Aucune circonstance ne justifie d’assortir cette obligation d’une astreinte.
Sur l’article 700 du code de procédure civile et les dépens
Il y a lieu de confirmer la décision du conseil de prud’hommes sur ces points, et y ajoutant, de fixer au passif de la liquidation judiciaire de la société [7] les dépens de l’appel.

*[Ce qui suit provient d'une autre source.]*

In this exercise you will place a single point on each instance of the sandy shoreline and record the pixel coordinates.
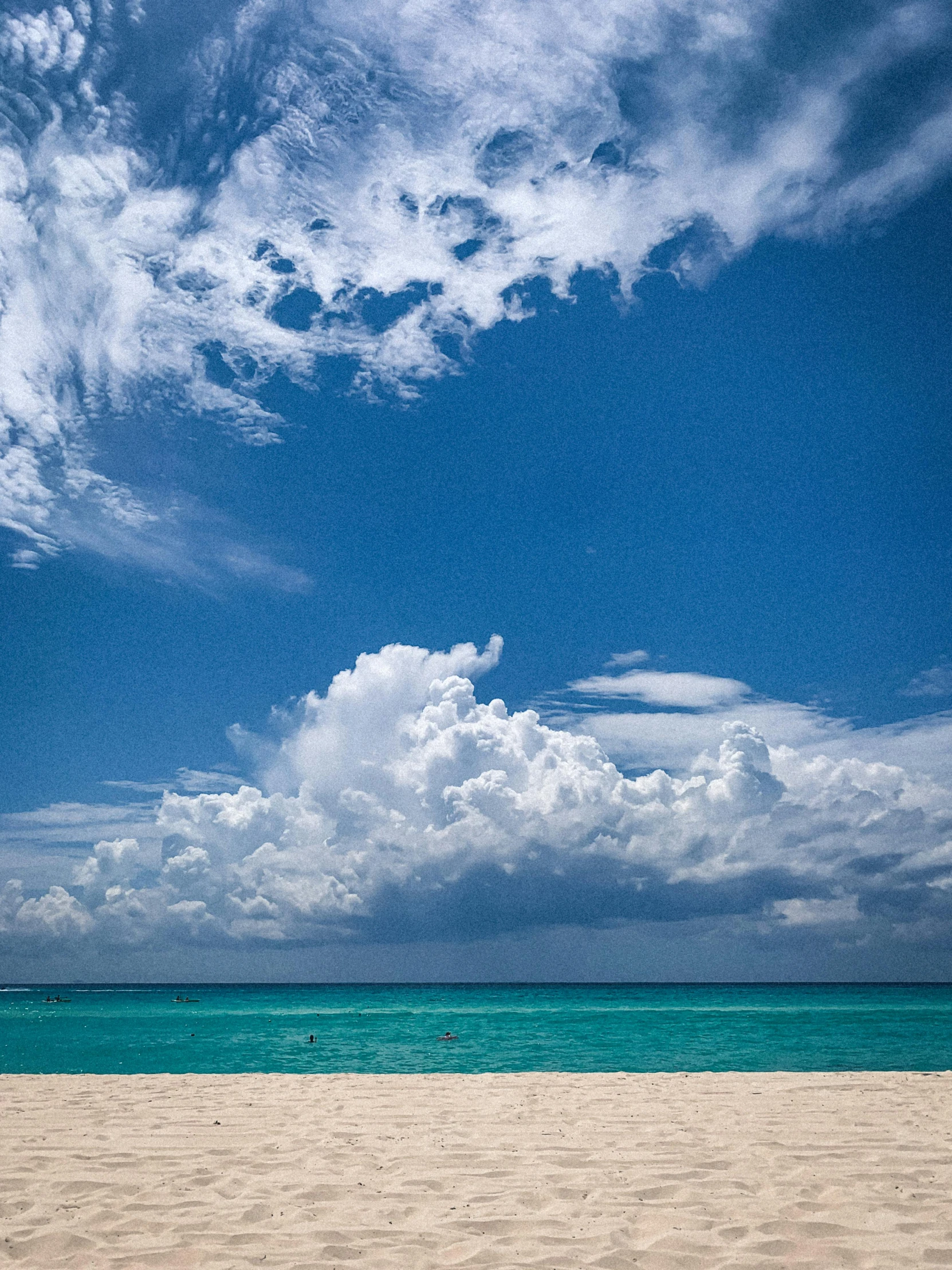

Il paraît inéquitable de laisser à la charge de la salariée l’intégralité des sommes avancées par elle et non comprises dans les dépens. Il lui sera alloué la somme de 2 000 euros au titre des frais irrépétibles d’appel sur le fondement de l’article 700 du code de procédure civile.
PAR CES MOTIFS
La cour,
CONFIRME le jugement en ce qu’il a dit que la demande au titre de la prime d’objectifs est fondée, fixé au passif de la liquidation de la société [7] les somme de 493 euros au titre de la prime sur objectifs et 49,30 euros de congés payés afférents, débouté Mme [L] de sa demande de dommages-intérêts pour préjudice moral et en ses dispositions relatives aux frais irrépétibles et aux dépens,
L’INFIRME sur le surplus des dispositions soumises à la cour,
Statuant à nouveau des chefs infirmés et y ajoutant :
DIT que le licenciement de Mme [L] est dépourvu de cause réelle et sérieuse,
ANNULE l’avertissement du 9 novembre 2017,
FIXE AU PASSIF de la liquidation judiciaire de la société [7] les créances suivantes au profit de Mme [L] :
— 500 euros de dommages-intérêts pour sanction injustifiée,
— 81,36 euros à titre de rappel de salaire pour la demi-journée du 8 novembre 2017,
— 42.791,40 euros au titre de l’indemnité pour la période d’éviction et 4.279,14 euros bruts au titre des congés payés afférents,
— 10 578,75 euros au titre de l’indemnité compensatrice de préavis et 1 057,87euros au titre des congés payés afférents,
— 21 505,14 euros à titre d’indemnité pour licenciement sans cause réelle et sérieuse
RAPPELLE que le jugement d’ouverture de la procédure collective arrête le cours des intérêts légaux et conventionnels ainsi que tous intérêts de retard et majoration,
DEBOUTE l’AGS de sa demande de limitation de l’obligation de garantie de l’AGS pour l’indemnité d’éviction à 21.720,67 euros, outre 2172,06 euros au titre des congés payés y afférents,
DIT que le présent arrêt sera opposable au Centre de Gestion et d’Etude AGS (CGEA) d’Ile de France dans la limite des plafonds applicables, conformément aux articles L.3253-6 et suivants du code du travail,
ORDONNE à la [10] ([10]), prise en la personne de Me [S], en qualité de liquidateur judiciaire de la société [7] de remettre à Mme [L] une attestation Pôle emploi devenu France travail conforme aux dispositions de la présente décision, dans le délai d’un mois à compter de sa notification,
REJETTE la demande d’astreinte,
DÉBOUTE les parties de leurs demandes autres, plus amples ou contraires,
FIXE au passif de la liquidation judiciaire de la société [7] la créance de Mme [L] à la somme de 2 000 euros sur le fondement de l’article 700 du code de procédure civile,
LAISSE les dépens à la charge de la liquidation judiciaire de la société [7].